The Queen reached over and pushed on the edge of a portrait of Athel’s great grandmother Catflower Forsythia, and the picture opened within the frame like a door.
They stepped inside and closed the picture behind them. The Queen put her finger to her lips and they all stood silently, listening to the armored footsteps of the Treesingers moving through the hall on the other side.
“Ii’ilaikara!
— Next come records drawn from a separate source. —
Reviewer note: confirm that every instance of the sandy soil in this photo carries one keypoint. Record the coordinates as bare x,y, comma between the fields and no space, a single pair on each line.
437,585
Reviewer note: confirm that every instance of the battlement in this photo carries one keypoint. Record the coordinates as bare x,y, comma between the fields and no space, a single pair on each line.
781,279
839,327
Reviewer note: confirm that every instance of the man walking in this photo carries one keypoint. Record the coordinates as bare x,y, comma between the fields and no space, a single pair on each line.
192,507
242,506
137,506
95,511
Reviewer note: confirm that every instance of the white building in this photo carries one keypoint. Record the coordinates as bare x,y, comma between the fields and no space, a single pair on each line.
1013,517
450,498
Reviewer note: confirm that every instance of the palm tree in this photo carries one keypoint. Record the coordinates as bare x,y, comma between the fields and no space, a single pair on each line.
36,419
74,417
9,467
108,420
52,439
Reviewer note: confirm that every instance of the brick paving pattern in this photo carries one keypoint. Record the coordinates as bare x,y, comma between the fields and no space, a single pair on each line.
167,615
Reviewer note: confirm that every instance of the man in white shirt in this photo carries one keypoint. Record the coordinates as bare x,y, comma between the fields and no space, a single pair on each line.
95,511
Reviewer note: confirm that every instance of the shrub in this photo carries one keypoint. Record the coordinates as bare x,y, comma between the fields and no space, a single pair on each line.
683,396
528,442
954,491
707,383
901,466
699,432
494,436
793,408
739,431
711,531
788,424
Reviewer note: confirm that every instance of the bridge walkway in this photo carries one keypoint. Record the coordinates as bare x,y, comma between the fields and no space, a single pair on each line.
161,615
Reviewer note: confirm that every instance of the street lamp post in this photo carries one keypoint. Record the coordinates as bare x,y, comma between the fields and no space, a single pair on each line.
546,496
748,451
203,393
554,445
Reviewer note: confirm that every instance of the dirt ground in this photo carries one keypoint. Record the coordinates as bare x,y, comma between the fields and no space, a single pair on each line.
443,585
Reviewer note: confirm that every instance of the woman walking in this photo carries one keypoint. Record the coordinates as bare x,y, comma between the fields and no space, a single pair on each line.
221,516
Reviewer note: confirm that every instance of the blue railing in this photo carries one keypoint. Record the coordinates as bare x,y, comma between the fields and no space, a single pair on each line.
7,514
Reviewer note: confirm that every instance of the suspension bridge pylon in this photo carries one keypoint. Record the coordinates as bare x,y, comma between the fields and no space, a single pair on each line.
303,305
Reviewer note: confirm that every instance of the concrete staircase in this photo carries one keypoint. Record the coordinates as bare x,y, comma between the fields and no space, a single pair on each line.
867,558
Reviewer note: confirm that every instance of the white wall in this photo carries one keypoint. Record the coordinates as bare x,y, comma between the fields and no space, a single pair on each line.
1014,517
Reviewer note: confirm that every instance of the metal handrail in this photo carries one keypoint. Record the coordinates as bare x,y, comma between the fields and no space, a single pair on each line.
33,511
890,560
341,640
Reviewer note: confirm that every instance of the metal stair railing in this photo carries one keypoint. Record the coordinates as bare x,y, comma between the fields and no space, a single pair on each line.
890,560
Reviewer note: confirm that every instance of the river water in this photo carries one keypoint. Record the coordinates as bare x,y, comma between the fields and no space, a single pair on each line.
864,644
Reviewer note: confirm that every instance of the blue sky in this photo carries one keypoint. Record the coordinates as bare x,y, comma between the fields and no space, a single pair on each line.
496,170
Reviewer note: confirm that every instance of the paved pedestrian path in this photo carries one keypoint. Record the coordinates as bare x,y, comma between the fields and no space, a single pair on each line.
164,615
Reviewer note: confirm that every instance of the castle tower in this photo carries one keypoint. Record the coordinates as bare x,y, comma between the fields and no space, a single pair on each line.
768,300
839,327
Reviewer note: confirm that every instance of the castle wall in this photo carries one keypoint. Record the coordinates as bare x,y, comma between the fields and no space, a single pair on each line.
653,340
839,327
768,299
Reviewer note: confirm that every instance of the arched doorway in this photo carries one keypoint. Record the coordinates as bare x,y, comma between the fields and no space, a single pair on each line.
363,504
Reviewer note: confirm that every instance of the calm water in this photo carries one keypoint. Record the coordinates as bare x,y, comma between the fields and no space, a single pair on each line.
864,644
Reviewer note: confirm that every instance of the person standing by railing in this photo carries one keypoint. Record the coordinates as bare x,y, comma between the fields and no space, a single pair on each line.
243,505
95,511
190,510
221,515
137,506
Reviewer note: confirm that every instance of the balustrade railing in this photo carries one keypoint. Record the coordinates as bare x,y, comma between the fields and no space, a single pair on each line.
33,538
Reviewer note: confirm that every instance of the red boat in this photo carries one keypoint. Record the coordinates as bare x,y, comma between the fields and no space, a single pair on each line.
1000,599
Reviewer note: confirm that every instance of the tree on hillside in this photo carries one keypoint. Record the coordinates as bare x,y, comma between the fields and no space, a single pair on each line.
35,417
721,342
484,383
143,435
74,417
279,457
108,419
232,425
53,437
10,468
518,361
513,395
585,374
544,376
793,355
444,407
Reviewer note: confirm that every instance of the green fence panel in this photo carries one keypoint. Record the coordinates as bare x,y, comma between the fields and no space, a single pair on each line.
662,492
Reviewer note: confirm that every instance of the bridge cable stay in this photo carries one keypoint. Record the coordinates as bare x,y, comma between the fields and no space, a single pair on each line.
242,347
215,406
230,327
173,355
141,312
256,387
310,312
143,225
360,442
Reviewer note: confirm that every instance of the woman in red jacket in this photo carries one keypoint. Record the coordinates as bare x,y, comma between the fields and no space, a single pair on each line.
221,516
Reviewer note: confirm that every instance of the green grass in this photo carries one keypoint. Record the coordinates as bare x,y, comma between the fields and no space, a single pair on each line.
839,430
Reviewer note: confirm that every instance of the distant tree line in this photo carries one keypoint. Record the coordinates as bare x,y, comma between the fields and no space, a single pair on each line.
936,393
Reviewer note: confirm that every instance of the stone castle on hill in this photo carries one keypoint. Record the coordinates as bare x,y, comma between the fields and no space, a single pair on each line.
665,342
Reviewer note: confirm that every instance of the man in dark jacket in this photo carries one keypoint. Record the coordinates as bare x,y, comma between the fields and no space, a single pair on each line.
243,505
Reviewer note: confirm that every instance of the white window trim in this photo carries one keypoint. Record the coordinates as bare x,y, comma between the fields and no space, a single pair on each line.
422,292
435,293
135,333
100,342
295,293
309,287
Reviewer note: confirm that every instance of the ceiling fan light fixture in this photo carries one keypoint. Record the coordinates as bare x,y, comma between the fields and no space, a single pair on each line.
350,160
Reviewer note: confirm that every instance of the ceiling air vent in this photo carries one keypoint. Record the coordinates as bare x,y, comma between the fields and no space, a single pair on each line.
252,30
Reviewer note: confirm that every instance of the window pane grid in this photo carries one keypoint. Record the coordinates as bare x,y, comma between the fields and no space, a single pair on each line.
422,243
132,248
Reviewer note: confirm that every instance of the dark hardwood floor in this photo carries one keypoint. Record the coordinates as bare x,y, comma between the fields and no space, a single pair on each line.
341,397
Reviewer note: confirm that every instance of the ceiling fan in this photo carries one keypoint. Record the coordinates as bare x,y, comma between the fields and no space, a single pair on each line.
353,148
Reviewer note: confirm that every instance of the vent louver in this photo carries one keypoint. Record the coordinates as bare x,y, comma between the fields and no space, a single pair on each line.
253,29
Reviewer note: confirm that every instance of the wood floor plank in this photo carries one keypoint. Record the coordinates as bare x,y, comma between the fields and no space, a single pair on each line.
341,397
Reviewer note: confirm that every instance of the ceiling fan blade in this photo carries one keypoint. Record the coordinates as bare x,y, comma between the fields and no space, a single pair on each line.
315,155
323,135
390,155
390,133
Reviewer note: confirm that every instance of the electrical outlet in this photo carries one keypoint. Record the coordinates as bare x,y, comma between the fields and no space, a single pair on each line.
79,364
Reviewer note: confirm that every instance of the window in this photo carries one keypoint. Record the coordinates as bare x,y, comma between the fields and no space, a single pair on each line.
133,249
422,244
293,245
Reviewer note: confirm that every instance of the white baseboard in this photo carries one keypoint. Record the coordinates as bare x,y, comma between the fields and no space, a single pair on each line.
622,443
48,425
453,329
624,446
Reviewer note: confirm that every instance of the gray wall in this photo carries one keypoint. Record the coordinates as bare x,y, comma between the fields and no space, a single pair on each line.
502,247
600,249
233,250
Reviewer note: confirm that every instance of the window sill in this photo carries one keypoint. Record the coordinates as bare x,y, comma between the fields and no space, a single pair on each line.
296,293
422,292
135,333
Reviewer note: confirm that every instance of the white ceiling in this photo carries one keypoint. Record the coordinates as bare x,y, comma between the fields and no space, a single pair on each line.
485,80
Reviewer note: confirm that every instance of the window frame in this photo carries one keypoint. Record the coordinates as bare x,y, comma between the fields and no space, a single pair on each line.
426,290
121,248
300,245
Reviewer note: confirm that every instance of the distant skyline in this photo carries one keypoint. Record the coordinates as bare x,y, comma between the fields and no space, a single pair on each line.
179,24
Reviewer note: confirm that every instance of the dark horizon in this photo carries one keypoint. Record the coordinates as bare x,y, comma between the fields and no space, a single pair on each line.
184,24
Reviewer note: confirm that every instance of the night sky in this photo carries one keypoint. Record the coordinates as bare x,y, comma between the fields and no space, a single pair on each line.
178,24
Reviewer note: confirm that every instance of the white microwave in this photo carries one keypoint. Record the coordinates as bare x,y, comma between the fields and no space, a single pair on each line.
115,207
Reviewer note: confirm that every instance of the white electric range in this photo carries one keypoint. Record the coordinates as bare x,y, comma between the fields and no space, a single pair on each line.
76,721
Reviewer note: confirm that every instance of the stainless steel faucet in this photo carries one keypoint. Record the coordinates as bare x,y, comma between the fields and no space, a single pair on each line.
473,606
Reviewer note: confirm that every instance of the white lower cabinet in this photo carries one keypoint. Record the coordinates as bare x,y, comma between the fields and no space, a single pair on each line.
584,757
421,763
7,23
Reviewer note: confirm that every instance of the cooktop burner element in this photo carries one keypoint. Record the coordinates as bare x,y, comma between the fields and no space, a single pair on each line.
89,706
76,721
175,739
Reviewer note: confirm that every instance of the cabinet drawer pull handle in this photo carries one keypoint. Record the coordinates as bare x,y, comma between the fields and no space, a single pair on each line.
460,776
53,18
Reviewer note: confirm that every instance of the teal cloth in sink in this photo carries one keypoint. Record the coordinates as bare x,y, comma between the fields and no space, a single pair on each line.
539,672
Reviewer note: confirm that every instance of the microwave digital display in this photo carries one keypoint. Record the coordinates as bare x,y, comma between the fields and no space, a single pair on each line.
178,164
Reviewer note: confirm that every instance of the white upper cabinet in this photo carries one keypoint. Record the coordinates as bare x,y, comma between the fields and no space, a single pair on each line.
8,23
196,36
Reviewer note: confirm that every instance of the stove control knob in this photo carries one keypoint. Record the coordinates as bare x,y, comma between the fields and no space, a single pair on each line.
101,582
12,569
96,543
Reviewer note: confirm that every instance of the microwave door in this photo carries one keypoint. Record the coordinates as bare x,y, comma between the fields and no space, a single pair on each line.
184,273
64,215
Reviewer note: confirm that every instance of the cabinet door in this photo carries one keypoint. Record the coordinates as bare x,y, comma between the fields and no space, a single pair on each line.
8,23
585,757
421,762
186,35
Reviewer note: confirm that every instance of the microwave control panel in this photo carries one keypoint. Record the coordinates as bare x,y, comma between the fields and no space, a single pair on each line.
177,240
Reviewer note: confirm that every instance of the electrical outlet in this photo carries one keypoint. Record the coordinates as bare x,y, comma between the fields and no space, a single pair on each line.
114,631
Where are they?” one of them swore. “Why can’t I sense them?”
“The royal tree is resisting us.”
“They must have doubled back! Come on.”
As the footsteps drew further away, the Queen and the others breathed a sigh of relief.
The Queen led them down the narrow dark passageway, the sounds of battle occasionally drawing near.
“What is this place?” Albashire wondered.
“Servant corridor.”
“Oh, like a secret passage.”
“Nothing so garish. These allow the men to move around the palace without being seen.”
“Yeah, we wouldn’t want men to be seen, what a crime against the forest that would be,” Privet grumbled.
Athel thought sadly on the men of her household leaving her. “You were right, Privet.”
“Of course I was. About what?”
“You told me once that my mother may have been kind to our men, but she was no abolitionist. At the time I thought you were just being flippant. Now, I see that you were right. I didn’t even try to understand how the men felt.”
“Neither did I,” Talliun added. “Until I was treated like one of them.”
The sounds of battle and the squealing of the trees from below grew stronger.
“Yeah, well, none of that will matter if we don’t get you two out of here safely,” Privet said.
“It lets out right here.”
A fireplace in the grand foyer pivoted open like a door, and the four of them exited warily.
“It’s just over this way,” the Queen pointed. “Past the scullery.”
Privet closed the fireplace and the doors to the foyer opened on the opposite end. They all whipped their heads over and saw Calla Forsythia standing there in the doorway, wearing her grey uniform. From the look on her face, she was just as surprised to see them as they were her.
The Queen and Calla locked eyes. From the corridor beyond, a squad of black guard could be heard drawing near.